Love desires the good

In Plato's Symposium, after a series of speeches praising love, Socrates comes along, and in dialogue with Agathon, demonstrates that love is neither beautiful nor good (200a-201c), which basically all the previous speeches had assumed. How does Socrates go about proving that love is not beautiful? Well, he first sets up the assumption that things desire what they lack. In other words, if I have a hunger for food, it's because I lack food in my stomach. Of if I desired friends, it would be because I don't have any friends (because philosophers are uncool). So, all desire is due to a lack. Well, we might question this and say, "don't people who have stuff desire to keep their stuff? Like a guy who has a car who desires to continue to have their car," or "don't people who have stuff sometimes desire to have more stuff? Like a guy who has money but wants more money." Well, Plato says, these both still express a lack. One is due to a future lack--the guy lacks a car in the future (since you can only have things in the present)--and the other is due to a lack in terms of shortage--the guy doesn't have enough money.

Socrates then defines love as a desire for beauty. I think if we define "beauty" broadly enough to include physical beauty as well as all of those other non-physical and intangible things we find attractive (like, perhaps, personality, sense of humor, kindness, intelligence, gobs of money, and so on) then I think most of us could accept this. True, we get other things out of love, like companionship or the feeling of being loved, but let's not worry about this. It seems like a good definition: Love desires what is beautiful. But if love desires the beautiful and things only desire what they lack, then love lacks beauty. And since beauty is a form of goodness, then love isn't good. That's a striking conclusion.

Oh, but not so fast Plato. Something sneaky is going on here. I think the technique Plato used here might be appropriately called a bait and switch. He has told us the desire entails a lack. In demonstrating this, he effectively responds to an obvious counter-example, that people can desire things they have.
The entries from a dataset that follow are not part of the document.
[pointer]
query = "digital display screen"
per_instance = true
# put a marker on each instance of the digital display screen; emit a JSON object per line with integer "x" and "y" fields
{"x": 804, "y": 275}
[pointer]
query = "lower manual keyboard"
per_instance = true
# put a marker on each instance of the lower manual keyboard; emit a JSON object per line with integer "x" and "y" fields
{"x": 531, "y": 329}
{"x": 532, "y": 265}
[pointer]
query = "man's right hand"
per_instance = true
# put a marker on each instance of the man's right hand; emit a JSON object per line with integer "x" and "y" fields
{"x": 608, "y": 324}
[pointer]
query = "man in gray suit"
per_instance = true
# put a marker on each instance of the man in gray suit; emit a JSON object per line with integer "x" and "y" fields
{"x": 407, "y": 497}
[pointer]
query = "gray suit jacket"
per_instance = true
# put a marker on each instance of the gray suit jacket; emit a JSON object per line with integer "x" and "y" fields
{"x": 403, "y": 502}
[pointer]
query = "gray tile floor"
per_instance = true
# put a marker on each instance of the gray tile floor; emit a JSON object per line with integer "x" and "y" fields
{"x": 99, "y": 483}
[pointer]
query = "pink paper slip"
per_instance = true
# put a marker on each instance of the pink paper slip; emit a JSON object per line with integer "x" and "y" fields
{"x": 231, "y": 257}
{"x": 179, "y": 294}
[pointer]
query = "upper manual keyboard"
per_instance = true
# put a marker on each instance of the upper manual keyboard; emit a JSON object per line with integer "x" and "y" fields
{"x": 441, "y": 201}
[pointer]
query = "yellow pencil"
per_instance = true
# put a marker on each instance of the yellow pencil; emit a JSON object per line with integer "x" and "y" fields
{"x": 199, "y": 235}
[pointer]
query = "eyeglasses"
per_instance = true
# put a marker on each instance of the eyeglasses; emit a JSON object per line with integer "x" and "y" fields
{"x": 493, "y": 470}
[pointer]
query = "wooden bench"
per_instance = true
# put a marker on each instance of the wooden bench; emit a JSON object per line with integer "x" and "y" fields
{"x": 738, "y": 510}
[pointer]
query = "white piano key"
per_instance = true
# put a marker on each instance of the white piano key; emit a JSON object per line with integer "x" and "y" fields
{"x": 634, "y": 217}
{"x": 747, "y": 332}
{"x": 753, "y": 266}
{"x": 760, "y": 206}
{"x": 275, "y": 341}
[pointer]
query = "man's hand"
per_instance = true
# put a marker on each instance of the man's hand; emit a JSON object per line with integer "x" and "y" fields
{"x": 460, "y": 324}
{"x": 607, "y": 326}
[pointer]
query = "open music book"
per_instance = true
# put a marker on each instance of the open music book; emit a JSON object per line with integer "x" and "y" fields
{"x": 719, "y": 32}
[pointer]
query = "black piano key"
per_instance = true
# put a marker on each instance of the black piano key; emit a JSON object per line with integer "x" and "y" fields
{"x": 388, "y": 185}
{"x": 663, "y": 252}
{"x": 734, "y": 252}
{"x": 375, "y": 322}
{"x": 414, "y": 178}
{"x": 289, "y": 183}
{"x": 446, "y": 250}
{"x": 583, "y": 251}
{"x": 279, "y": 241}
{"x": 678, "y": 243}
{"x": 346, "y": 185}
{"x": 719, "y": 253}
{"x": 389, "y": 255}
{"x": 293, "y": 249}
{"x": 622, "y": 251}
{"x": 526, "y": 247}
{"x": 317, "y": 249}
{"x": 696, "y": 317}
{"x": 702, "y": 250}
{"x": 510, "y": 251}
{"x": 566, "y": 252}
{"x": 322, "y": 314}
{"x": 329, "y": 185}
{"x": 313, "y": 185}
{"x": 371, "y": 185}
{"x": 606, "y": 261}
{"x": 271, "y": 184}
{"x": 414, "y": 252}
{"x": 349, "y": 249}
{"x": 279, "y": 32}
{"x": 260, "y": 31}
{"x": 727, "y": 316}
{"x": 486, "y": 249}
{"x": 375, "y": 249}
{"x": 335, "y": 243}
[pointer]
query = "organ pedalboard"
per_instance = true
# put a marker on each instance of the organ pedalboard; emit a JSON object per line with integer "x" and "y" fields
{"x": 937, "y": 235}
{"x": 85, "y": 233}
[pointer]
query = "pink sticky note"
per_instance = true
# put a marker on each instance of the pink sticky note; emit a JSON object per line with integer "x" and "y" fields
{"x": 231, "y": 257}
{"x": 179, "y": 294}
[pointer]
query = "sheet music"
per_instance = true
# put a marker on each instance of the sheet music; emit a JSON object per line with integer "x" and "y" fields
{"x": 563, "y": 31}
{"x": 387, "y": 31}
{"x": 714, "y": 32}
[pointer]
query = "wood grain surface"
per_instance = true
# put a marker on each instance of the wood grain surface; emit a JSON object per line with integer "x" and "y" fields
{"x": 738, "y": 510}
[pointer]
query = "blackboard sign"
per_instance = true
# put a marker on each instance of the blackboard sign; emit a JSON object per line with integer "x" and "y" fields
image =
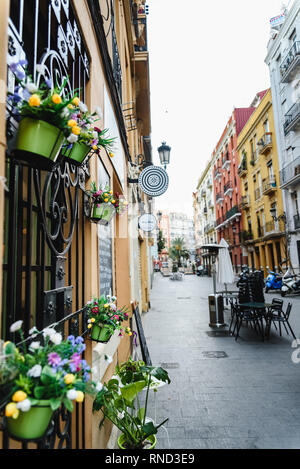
{"x": 105, "y": 242}
{"x": 142, "y": 339}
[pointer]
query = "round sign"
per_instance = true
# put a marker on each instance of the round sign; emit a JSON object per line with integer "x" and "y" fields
{"x": 154, "y": 181}
{"x": 147, "y": 222}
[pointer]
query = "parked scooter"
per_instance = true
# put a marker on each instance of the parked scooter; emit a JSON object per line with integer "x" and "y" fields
{"x": 273, "y": 281}
{"x": 290, "y": 284}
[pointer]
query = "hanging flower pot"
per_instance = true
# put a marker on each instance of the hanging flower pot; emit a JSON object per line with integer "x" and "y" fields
{"x": 77, "y": 154}
{"x": 102, "y": 213}
{"x": 33, "y": 424}
{"x": 101, "y": 333}
{"x": 150, "y": 439}
{"x": 38, "y": 143}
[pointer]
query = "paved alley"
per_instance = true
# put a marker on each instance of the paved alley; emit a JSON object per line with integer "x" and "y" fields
{"x": 250, "y": 398}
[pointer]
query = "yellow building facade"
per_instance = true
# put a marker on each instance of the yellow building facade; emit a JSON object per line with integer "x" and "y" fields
{"x": 263, "y": 238}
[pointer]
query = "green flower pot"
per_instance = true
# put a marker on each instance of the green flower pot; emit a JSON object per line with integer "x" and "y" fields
{"x": 101, "y": 333}
{"x": 121, "y": 441}
{"x": 33, "y": 424}
{"x": 77, "y": 153}
{"x": 103, "y": 213}
{"x": 38, "y": 143}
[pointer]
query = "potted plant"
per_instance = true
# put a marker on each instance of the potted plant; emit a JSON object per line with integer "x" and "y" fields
{"x": 104, "y": 318}
{"x": 120, "y": 402}
{"x": 43, "y": 113}
{"x": 85, "y": 136}
{"x": 49, "y": 375}
{"x": 104, "y": 204}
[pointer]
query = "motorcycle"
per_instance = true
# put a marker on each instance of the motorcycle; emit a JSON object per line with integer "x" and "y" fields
{"x": 290, "y": 284}
{"x": 273, "y": 281}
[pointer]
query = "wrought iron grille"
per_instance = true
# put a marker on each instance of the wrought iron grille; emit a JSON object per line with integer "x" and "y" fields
{"x": 44, "y": 260}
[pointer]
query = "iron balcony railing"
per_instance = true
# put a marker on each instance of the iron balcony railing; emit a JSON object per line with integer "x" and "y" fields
{"x": 290, "y": 59}
{"x": 290, "y": 172}
{"x": 292, "y": 118}
{"x": 297, "y": 221}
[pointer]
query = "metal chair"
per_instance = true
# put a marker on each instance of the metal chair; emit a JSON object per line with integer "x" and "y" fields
{"x": 280, "y": 317}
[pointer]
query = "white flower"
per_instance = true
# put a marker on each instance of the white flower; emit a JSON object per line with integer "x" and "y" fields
{"x": 99, "y": 386}
{"x": 35, "y": 371}
{"x": 83, "y": 107}
{"x": 35, "y": 345}
{"x": 40, "y": 68}
{"x": 99, "y": 112}
{"x": 108, "y": 358}
{"x": 32, "y": 87}
{"x": 16, "y": 326}
{"x": 48, "y": 331}
{"x": 24, "y": 406}
{"x": 56, "y": 338}
{"x": 72, "y": 394}
{"x": 72, "y": 138}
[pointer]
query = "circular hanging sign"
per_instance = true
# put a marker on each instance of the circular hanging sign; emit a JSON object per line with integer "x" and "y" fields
{"x": 154, "y": 181}
{"x": 147, "y": 222}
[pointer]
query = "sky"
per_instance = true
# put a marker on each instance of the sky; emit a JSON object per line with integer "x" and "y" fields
{"x": 206, "y": 57}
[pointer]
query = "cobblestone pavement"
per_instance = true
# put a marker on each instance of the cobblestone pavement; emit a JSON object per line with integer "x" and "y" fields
{"x": 248, "y": 399}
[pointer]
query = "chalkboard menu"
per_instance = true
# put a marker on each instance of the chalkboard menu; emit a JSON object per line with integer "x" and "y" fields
{"x": 105, "y": 243}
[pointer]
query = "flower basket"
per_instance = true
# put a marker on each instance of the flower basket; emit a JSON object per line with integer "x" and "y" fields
{"x": 77, "y": 154}
{"x": 33, "y": 424}
{"x": 101, "y": 333}
{"x": 122, "y": 440}
{"x": 102, "y": 213}
{"x": 38, "y": 143}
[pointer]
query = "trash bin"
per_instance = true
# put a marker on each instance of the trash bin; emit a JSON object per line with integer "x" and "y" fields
{"x": 216, "y": 311}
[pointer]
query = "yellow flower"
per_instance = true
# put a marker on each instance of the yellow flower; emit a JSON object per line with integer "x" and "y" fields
{"x": 11, "y": 410}
{"x": 72, "y": 123}
{"x": 76, "y": 130}
{"x": 80, "y": 396}
{"x": 56, "y": 99}
{"x": 34, "y": 100}
{"x": 69, "y": 378}
{"x": 19, "y": 396}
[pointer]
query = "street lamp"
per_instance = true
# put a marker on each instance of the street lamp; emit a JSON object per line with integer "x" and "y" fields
{"x": 284, "y": 219}
{"x": 164, "y": 154}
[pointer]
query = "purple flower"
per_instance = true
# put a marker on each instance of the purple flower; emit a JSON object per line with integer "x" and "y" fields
{"x": 54, "y": 359}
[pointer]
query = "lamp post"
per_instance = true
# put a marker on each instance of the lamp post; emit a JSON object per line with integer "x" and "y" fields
{"x": 164, "y": 154}
{"x": 284, "y": 219}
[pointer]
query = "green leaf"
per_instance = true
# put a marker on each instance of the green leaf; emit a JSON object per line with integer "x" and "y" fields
{"x": 68, "y": 404}
{"x": 55, "y": 403}
{"x": 130, "y": 391}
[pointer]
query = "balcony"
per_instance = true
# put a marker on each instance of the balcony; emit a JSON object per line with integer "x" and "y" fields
{"x": 292, "y": 119}
{"x": 290, "y": 175}
{"x": 226, "y": 162}
{"x": 245, "y": 203}
{"x": 218, "y": 173}
{"x": 266, "y": 144}
{"x": 228, "y": 189}
{"x": 291, "y": 65}
{"x": 220, "y": 198}
{"x": 257, "y": 194}
{"x": 269, "y": 186}
{"x": 297, "y": 221}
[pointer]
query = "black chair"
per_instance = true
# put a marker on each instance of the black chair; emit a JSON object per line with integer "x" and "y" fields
{"x": 280, "y": 317}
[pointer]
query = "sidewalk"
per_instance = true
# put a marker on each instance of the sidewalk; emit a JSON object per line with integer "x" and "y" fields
{"x": 250, "y": 398}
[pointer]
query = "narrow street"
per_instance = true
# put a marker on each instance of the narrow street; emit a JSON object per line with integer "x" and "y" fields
{"x": 248, "y": 399}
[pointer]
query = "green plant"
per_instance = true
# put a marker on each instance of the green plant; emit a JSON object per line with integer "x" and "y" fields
{"x": 54, "y": 371}
{"x": 104, "y": 311}
{"x": 120, "y": 401}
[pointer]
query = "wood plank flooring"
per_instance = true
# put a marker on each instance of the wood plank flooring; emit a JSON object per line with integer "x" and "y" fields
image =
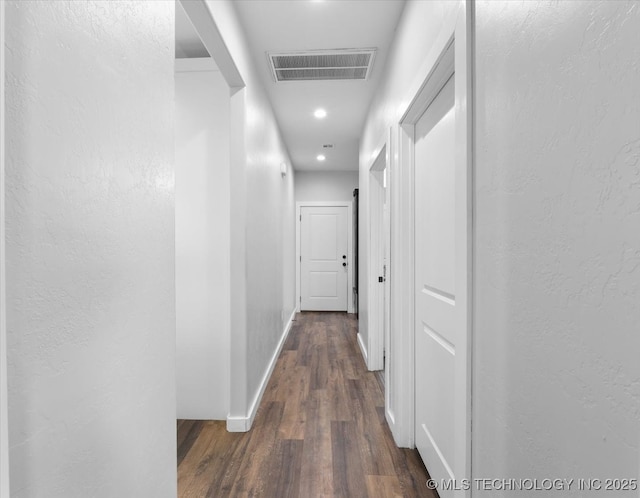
{"x": 320, "y": 430}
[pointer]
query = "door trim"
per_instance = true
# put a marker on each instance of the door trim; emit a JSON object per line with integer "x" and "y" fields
{"x": 374, "y": 353}
{"x": 450, "y": 54}
{"x": 349, "y": 206}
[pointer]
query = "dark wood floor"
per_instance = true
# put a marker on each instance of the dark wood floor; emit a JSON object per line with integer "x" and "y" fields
{"x": 320, "y": 430}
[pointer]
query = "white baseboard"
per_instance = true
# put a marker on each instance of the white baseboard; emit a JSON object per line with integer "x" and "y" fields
{"x": 363, "y": 349}
{"x": 243, "y": 424}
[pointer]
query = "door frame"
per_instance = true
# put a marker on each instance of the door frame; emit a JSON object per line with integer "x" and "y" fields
{"x": 374, "y": 350}
{"x": 349, "y": 206}
{"x": 4, "y": 422}
{"x": 451, "y": 53}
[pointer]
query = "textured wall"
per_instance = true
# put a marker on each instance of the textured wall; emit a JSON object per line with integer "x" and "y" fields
{"x": 557, "y": 263}
{"x": 203, "y": 222}
{"x": 90, "y": 249}
{"x": 325, "y": 186}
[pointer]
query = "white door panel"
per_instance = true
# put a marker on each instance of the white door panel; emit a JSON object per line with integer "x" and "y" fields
{"x": 324, "y": 258}
{"x": 435, "y": 272}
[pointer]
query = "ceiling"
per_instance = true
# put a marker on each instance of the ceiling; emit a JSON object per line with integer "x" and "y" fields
{"x": 301, "y": 25}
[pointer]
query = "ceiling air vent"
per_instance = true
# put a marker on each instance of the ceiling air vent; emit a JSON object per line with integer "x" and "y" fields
{"x": 322, "y": 65}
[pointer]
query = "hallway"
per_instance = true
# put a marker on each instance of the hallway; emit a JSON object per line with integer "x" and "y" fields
{"x": 319, "y": 431}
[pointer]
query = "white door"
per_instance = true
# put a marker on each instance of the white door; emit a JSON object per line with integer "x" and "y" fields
{"x": 436, "y": 324}
{"x": 324, "y": 258}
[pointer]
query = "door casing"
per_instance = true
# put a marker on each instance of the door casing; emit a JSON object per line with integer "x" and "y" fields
{"x": 349, "y": 206}
{"x": 452, "y": 52}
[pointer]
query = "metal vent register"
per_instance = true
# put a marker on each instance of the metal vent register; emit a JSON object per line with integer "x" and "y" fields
{"x": 322, "y": 65}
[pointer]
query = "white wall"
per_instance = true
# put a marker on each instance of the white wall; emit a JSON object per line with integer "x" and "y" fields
{"x": 422, "y": 22}
{"x": 263, "y": 230}
{"x": 202, "y": 241}
{"x": 316, "y": 186}
{"x": 4, "y": 430}
{"x": 90, "y": 251}
{"x": 557, "y": 281}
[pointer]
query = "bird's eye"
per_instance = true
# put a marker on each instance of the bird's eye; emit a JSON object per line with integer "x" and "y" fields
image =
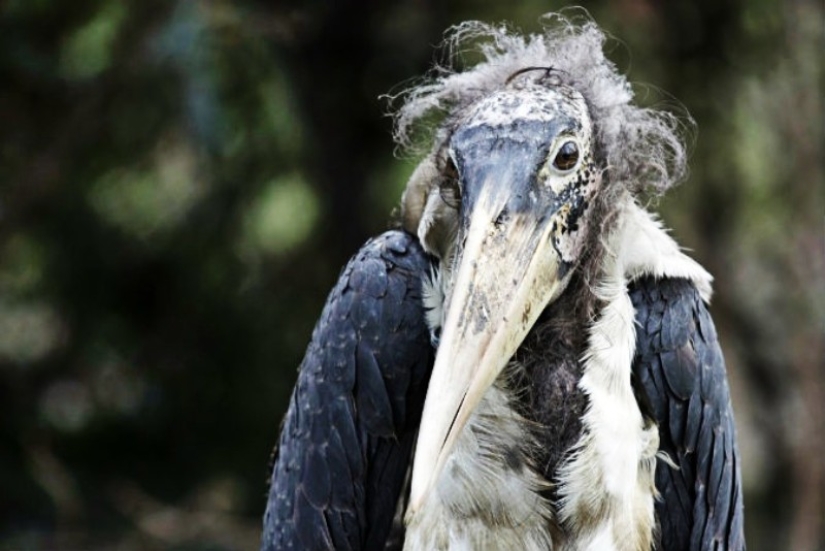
{"x": 567, "y": 156}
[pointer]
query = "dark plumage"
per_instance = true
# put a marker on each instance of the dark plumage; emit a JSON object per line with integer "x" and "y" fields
{"x": 680, "y": 366}
{"x": 347, "y": 437}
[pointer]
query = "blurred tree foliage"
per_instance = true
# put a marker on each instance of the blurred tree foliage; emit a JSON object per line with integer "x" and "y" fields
{"x": 181, "y": 181}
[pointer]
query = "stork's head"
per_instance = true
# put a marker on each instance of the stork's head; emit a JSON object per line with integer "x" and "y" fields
{"x": 537, "y": 143}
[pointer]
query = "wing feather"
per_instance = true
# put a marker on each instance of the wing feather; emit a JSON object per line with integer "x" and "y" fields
{"x": 680, "y": 367}
{"x": 347, "y": 437}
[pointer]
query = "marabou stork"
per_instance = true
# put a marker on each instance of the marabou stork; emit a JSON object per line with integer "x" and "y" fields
{"x": 527, "y": 362}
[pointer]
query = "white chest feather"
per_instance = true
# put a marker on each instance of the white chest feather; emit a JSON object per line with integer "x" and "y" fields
{"x": 487, "y": 497}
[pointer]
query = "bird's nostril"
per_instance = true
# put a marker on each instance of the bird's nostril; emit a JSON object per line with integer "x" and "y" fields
{"x": 501, "y": 219}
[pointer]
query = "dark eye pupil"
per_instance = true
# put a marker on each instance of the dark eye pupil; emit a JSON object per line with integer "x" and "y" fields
{"x": 567, "y": 156}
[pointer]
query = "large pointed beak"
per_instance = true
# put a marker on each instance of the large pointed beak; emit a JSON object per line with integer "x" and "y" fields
{"x": 507, "y": 273}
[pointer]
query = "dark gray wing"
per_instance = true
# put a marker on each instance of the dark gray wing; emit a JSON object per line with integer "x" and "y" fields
{"x": 679, "y": 366}
{"x": 348, "y": 435}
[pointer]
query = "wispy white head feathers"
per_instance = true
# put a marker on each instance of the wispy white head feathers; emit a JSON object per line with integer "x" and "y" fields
{"x": 640, "y": 148}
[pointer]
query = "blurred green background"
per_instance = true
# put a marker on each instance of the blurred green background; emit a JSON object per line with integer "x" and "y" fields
{"x": 181, "y": 181}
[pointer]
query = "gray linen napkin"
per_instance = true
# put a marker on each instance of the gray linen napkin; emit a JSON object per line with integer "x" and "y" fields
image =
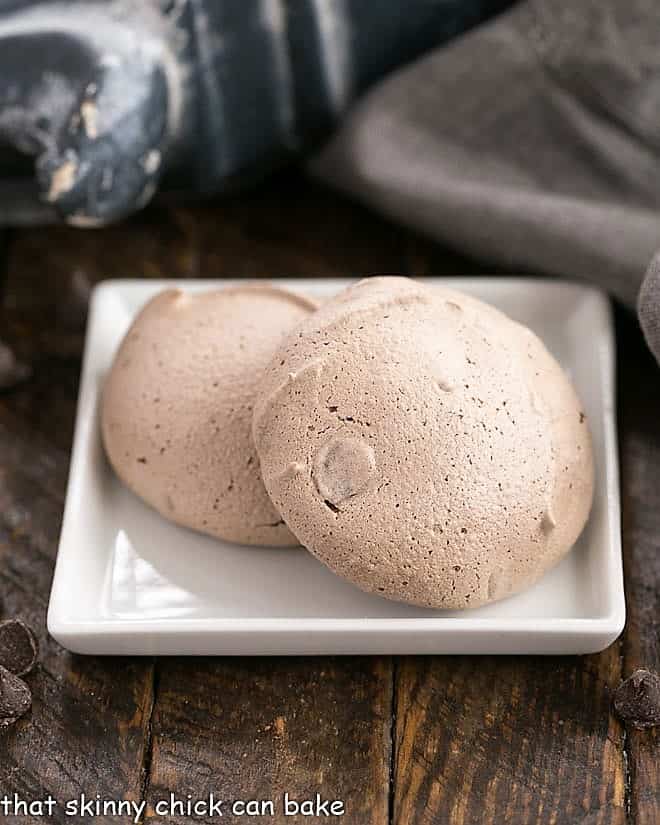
{"x": 533, "y": 142}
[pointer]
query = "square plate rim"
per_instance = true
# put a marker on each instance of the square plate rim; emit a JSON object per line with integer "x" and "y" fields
{"x": 606, "y": 627}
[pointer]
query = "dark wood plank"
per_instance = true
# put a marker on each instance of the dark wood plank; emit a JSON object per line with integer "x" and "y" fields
{"x": 515, "y": 740}
{"x": 518, "y": 740}
{"x": 639, "y": 394}
{"x": 87, "y": 731}
{"x": 329, "y": 721}
{"x": 257, "y": 728}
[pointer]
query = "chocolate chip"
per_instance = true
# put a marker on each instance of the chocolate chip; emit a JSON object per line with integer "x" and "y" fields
{"x": 18, "y": 647}
{"x": 15, "y": 698}
{"x": 637, "y": 700}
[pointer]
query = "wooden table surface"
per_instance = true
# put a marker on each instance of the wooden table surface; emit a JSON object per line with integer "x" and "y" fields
{"x": 419, "y": 740}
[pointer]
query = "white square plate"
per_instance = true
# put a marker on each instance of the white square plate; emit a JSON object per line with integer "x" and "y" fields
{"x": 129, "y": 582}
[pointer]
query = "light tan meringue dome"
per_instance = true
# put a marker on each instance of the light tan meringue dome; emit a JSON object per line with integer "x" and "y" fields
{"x": 177, "y": 407}
{"x": 423, "y": 445}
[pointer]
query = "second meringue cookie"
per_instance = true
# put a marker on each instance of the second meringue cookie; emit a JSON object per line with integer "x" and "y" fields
{"x": 423, "y": 445}
{"x": 177, "y": 407}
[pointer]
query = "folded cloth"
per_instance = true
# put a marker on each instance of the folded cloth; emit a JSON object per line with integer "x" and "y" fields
{"x": 648, "y": 306}
{"x": 531, "y": 142}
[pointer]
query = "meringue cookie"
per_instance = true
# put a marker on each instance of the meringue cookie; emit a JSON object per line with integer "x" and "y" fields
{"x": 423, "y": 445}
{"x": 177, "y": 407}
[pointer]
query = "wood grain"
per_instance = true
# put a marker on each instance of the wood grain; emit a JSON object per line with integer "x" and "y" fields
{"x": 515, "y": 740}
{"x": 87, "y": 729}
{"x": 470, "y": 740}
{"x": 257, "y": 728}
{"x": 639, "y": 410}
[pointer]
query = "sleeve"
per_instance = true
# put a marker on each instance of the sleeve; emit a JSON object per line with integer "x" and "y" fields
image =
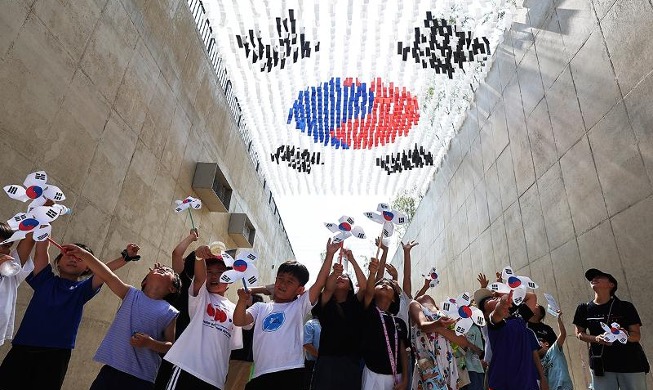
{"x": 631, "y": 317}
{"x": 309, "y": 333}
{"x": 36, "y": 281}
{"x": 194, "y": 302}
{"x": 580, "y": 317}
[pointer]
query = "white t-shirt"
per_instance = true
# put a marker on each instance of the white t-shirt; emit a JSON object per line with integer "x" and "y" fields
{"x": 8, "y": 294}
{"x": 203, "y": 348}
{"x": 279, "y": 334}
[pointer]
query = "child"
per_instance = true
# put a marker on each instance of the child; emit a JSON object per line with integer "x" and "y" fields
{"x": 144, "y": 326}
{"x": 279, "y": 325}
{"x": 340, "y": 311}
{"x": 47, "y": 333}
{"x": 201, "y": 354}
{"x": 554, "y": 361}
{"x": 18, "y": 258}
{"x": 384, "y": 335}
This, shows us that there is more than one type of lack: 1) where you simply don't have it and 2) where you have it but don't have it (either because you don't have enough or you lack it in the future). But then, when he turns around and speaks about love desiring beauty, he forgets about the second type of lack. In other words, it's possible that love desires beauty because love is beautiful but lacks future beauty or it's possible love is beautiful but lacks enough beauty. In fact, since things can only possess what they have in the present, then all things can have a future lack. Thus, anything could potentially desire what it has. I guess Plato could claim that since love is timeless then it doesn't make sense for it to lack things in the future, since time doesn't apply to it. Still we could say that love is beautiful but desires to be more beautiful. Many beautiful people desire to be more beautiful. It's not unheard of. He couldn't probably find a way out of this problem too (something about how as a timeless thing it doesn't admit of more or less beauty, or something like that) but now where just creating ad hoc assumptions to preserve a pre-established conclusion. That's not reasoning. Oh well, I guess love might be beautiful after all.

1 comment:

Anonymous said...

So does that mean a "philo-sophos" lacks wisdom? Just kidding. Happened to stumble on your page while searching for Socrates's view of love as a lack of something.